Trzasnąłem drzwiami sypialni. To było kłamstwo. On nie był obcy. Widzieliśmy się z dzieciakiem w najbardziej krepujących momentach, widzieliśmy się słabych i bezbronnych. Nie był obcy. I jeśli komukolwiek miałbym opowiedzieć swoją historię, to właśnie jemu, a nie temu cholernemu terapeucie. Ale nie mogłem. Nie mogłem tego zrobić, nie mogłem mu powiedzieć. Nie chciałem tego.

Usiadłem na łóżku i schowałem twarz w dłoniach. Myślałem o wszystkim. O wszystkim, od samego początku. O adopcji. O tym, jak się poznaliśmy i jak prawie go straciłem. Jak miał wyjechać do Atlanty, a ja po raz pierwszy otworzyłem się i...

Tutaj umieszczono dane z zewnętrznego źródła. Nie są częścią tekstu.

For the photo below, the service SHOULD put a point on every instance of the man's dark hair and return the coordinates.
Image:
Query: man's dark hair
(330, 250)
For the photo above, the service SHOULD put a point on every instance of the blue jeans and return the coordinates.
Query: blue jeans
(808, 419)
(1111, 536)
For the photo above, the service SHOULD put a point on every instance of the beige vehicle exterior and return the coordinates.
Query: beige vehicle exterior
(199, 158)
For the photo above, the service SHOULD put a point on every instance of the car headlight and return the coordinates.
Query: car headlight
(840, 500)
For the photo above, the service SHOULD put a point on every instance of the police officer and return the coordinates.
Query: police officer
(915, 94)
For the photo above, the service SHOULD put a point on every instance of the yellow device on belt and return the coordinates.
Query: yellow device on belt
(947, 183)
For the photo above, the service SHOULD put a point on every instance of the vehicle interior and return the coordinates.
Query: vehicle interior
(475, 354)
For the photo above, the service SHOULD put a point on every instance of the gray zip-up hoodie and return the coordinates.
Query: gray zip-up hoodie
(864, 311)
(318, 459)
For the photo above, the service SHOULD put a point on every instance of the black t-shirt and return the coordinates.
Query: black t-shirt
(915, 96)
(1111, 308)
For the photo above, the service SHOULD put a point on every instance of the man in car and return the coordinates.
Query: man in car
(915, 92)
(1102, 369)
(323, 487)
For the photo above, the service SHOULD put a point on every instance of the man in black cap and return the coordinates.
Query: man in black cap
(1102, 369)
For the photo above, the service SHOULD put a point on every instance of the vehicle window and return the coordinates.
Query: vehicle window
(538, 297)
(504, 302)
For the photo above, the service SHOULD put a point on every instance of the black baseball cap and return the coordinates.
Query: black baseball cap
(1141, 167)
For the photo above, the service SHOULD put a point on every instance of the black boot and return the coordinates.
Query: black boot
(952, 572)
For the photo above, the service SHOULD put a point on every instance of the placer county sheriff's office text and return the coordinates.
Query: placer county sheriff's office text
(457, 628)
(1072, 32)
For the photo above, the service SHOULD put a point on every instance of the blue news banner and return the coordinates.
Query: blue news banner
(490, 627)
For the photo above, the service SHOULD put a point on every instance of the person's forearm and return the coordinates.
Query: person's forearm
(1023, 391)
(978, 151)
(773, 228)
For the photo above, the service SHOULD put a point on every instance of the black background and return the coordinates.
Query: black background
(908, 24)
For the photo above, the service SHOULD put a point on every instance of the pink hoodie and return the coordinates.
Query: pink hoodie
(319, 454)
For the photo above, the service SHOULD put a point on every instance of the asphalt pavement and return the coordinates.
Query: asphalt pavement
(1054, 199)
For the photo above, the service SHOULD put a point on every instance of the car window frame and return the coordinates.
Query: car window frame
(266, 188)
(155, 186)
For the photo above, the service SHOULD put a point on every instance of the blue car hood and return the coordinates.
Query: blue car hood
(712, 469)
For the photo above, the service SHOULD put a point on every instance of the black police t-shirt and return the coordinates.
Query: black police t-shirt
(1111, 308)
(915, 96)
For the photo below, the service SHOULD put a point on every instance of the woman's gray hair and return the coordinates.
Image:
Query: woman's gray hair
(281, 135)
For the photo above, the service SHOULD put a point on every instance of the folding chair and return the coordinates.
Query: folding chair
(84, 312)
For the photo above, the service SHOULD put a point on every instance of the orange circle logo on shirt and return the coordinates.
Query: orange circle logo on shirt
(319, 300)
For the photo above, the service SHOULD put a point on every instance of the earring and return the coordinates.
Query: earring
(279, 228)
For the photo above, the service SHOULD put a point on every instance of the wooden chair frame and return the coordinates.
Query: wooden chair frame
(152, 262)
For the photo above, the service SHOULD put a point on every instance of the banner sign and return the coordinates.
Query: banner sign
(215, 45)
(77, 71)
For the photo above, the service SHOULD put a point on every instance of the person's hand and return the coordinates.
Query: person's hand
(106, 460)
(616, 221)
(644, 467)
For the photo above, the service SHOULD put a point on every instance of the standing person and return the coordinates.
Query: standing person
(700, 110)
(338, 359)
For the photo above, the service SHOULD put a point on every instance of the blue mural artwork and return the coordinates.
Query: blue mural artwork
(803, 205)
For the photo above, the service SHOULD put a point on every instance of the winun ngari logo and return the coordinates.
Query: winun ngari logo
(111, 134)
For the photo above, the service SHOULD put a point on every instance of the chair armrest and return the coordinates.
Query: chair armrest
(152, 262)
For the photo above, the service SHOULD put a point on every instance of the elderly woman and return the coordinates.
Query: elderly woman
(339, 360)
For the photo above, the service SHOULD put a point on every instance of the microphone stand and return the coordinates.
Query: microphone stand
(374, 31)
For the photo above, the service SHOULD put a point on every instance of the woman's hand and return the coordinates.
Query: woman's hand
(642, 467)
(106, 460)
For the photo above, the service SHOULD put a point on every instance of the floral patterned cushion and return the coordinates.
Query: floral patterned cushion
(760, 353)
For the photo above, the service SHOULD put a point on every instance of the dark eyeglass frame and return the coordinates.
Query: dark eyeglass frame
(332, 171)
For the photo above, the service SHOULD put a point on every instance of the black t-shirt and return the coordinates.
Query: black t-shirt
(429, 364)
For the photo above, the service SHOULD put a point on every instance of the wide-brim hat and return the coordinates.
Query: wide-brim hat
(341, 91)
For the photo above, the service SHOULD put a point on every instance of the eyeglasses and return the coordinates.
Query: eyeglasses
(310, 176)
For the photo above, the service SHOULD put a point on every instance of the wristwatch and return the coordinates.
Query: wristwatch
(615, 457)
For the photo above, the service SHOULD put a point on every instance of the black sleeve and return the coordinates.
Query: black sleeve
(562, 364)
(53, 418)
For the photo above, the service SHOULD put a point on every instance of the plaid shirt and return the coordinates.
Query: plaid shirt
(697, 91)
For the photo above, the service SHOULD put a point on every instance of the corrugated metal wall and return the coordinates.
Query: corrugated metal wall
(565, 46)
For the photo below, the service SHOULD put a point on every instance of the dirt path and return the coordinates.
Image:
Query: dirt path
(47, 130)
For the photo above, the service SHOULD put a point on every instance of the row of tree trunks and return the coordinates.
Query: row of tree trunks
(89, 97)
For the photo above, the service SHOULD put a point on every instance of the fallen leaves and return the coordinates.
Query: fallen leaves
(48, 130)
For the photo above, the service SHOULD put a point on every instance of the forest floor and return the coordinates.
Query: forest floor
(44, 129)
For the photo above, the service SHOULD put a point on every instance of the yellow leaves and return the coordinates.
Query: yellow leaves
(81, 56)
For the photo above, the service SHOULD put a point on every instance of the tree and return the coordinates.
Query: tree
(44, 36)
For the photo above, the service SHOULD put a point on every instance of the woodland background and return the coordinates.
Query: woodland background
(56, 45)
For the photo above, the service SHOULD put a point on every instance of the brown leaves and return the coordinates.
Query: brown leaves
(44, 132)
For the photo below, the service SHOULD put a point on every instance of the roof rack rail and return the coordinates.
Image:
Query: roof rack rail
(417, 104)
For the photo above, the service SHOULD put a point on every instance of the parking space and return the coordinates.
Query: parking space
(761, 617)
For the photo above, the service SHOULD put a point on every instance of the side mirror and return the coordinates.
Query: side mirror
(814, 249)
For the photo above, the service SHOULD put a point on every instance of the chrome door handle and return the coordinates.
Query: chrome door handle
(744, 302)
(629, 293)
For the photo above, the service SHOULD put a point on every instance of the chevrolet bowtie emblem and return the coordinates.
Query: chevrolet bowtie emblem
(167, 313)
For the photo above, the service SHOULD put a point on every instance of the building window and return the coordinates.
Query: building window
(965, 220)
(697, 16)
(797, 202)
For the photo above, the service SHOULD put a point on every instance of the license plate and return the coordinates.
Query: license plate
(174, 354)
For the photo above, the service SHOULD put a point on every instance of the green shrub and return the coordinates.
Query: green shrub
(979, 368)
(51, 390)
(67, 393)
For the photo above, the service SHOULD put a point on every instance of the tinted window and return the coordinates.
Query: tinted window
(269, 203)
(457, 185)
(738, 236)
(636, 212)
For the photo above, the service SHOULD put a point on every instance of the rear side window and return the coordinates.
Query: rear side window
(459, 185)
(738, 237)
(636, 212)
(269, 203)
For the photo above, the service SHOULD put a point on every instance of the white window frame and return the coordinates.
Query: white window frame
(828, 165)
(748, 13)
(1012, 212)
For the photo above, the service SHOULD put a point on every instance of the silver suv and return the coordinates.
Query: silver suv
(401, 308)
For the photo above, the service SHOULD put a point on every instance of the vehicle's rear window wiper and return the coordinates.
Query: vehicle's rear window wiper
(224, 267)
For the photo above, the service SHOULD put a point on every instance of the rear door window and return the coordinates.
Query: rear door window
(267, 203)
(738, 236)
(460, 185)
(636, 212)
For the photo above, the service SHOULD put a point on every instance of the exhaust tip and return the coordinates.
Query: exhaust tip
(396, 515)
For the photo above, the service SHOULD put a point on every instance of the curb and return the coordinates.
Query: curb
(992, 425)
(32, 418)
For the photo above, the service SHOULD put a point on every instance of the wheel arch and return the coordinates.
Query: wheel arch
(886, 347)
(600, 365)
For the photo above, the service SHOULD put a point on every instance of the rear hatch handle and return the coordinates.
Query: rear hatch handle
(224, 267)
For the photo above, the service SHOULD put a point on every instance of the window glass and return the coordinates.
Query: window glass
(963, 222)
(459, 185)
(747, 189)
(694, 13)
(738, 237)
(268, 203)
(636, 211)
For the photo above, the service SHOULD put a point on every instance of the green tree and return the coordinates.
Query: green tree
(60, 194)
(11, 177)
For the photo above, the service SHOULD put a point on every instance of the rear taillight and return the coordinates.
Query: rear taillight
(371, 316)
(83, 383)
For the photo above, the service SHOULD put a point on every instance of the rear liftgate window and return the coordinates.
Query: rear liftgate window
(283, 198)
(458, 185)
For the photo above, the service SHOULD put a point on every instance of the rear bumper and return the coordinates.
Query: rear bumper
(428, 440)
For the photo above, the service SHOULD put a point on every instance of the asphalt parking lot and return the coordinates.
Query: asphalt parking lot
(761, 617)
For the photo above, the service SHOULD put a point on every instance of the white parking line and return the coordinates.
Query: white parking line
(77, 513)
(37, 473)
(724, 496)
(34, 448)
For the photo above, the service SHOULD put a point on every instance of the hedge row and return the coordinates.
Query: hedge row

Wyprostowałem się gwałtownie.

Dzieciak miał lecieć do Atlanty. Daleko od Nowego Jorku.

Zacząłem analizować wszystko, od początku. Dostałem jego plan lekcji, żebym go odwoził i przywoził. Nick wciąż powtarzał, żebyśmy uważali.

Zacisnąłem szczękę, wpatrując się przed siebie w osłupieniu.

Przypomniałem sobie słowa, które usłyszałem po adopcji. Ważne słowa, na które wcześniej nie zwróciłem uwagi.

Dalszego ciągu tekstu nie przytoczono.